Stories and storytelling are topics Doctor Who taps into quite frequently — Fifteen's tribute to Belinda's everyday heroism has plenty of antecedents — but rarely in a way that connects so specifically to the Doctor's own. The idea that his physical body is simply an amalgamation of all his previous forms and that he, like the barbershop, is powered by the stories they told and the lives they lived, is powerful stuff, and the cross-cutting between various Doctors is incredibly affecting. (Plus, I love anytime I get to see Christopher Eccleston do the "Just this once, everybody lives!" line.)

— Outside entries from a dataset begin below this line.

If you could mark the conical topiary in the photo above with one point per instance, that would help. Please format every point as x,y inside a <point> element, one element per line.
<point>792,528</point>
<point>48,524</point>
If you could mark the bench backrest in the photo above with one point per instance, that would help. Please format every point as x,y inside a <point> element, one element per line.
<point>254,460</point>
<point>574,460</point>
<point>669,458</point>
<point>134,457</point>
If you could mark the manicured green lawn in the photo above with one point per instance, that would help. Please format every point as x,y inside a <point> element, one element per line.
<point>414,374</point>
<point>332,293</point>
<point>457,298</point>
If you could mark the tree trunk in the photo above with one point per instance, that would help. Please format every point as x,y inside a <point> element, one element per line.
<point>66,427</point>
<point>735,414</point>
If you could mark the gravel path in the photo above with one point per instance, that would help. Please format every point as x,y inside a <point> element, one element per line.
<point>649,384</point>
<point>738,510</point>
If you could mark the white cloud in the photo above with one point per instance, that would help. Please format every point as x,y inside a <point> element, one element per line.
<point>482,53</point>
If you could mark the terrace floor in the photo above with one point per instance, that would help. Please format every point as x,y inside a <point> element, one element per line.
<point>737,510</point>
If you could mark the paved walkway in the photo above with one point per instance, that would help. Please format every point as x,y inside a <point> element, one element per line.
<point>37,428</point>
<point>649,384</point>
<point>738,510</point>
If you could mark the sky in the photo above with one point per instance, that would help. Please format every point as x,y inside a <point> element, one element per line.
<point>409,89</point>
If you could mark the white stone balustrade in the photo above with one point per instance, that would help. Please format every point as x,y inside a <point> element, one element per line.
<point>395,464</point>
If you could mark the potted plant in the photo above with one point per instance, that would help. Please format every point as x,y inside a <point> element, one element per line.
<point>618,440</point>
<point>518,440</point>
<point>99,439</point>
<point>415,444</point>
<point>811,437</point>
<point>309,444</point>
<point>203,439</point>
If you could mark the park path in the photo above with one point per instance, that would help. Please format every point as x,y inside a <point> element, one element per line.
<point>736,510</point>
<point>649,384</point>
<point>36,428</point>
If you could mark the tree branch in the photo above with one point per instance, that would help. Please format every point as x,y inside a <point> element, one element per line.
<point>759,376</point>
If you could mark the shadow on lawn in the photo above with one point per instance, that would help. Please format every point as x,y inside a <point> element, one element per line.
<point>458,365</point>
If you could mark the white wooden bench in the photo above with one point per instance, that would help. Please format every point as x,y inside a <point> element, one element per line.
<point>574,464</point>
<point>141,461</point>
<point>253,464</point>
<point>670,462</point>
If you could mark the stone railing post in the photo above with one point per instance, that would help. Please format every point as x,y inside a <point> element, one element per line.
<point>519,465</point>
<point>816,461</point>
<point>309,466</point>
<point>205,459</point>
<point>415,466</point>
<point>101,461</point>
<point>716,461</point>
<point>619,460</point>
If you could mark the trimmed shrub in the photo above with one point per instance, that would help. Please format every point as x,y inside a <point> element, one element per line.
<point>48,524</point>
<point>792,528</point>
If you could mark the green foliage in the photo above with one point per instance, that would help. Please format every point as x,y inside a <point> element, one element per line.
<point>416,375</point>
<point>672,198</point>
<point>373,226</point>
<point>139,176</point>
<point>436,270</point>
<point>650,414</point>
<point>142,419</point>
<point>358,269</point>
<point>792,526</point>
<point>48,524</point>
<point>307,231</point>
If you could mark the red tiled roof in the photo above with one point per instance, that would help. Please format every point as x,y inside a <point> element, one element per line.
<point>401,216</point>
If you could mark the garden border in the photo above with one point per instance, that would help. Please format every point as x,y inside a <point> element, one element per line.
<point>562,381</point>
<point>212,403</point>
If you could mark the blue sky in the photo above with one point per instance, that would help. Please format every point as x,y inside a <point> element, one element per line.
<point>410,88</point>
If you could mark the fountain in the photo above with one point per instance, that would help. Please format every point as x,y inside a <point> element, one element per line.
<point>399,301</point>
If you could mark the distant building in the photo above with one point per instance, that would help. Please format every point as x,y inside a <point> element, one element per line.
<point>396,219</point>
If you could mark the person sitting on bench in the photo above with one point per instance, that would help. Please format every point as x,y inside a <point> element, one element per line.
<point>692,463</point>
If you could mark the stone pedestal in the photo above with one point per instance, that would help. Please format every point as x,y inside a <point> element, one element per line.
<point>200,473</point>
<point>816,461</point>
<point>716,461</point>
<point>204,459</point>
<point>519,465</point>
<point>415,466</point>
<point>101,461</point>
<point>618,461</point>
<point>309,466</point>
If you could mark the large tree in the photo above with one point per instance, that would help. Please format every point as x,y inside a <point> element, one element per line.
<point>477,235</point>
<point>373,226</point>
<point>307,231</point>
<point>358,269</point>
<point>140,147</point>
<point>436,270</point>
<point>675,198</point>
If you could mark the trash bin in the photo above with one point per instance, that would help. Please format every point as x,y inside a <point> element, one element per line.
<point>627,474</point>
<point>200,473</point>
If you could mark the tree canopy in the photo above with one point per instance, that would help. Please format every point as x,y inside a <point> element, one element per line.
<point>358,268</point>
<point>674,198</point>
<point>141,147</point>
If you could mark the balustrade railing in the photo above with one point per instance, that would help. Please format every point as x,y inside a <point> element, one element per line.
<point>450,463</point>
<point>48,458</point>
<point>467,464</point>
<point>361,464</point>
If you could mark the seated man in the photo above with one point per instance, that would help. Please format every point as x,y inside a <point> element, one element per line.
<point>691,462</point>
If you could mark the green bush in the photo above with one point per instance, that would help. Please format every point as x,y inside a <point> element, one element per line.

"The Story & the Engine" doesn't do the best job of conveying its story's stakes. The Barber ostensibly wants to kill the gods, primarily because they refuse to credit him for his writing. (Honestly? Relatable.) But the episode doesn't give us much of an idea of what that means. Technically, the Doctor killed the God of Death like five episodes ago, and everything seems to be ticking along just fine. What would have happened if he were successful? The red and green lights are certainly ominous, but what were the consequences if someone had simply refused to tell a story? Did they get dumped into the void? Fed to the spider? Gifted with bad hair?
The idea that the absence of the storytelling gods and/or of stories writ large would be catastrophic for the human race is absolutely fascinating. Still, it simply isn't given enough time to breathe here. The show has been notably sloppy about how its "Pantheon" of gods works, so it's not even clear if these are even the same group of immortals (and enemies like The Toymaker have seemed more like simple aliens than, say, Loki.) But, perhaps the fact that it's making me think about it so much is the real sign — this is Doctor Who at its best. Full of big, messy, occasionally nonsensical ideas and big emotional swings that are enough to power many episodes beyond this one. If we're lucky.
New episodes of Doctor Who stream on Saturdays on Disney+ in the U.S. and BBC iPlayer in the U.K.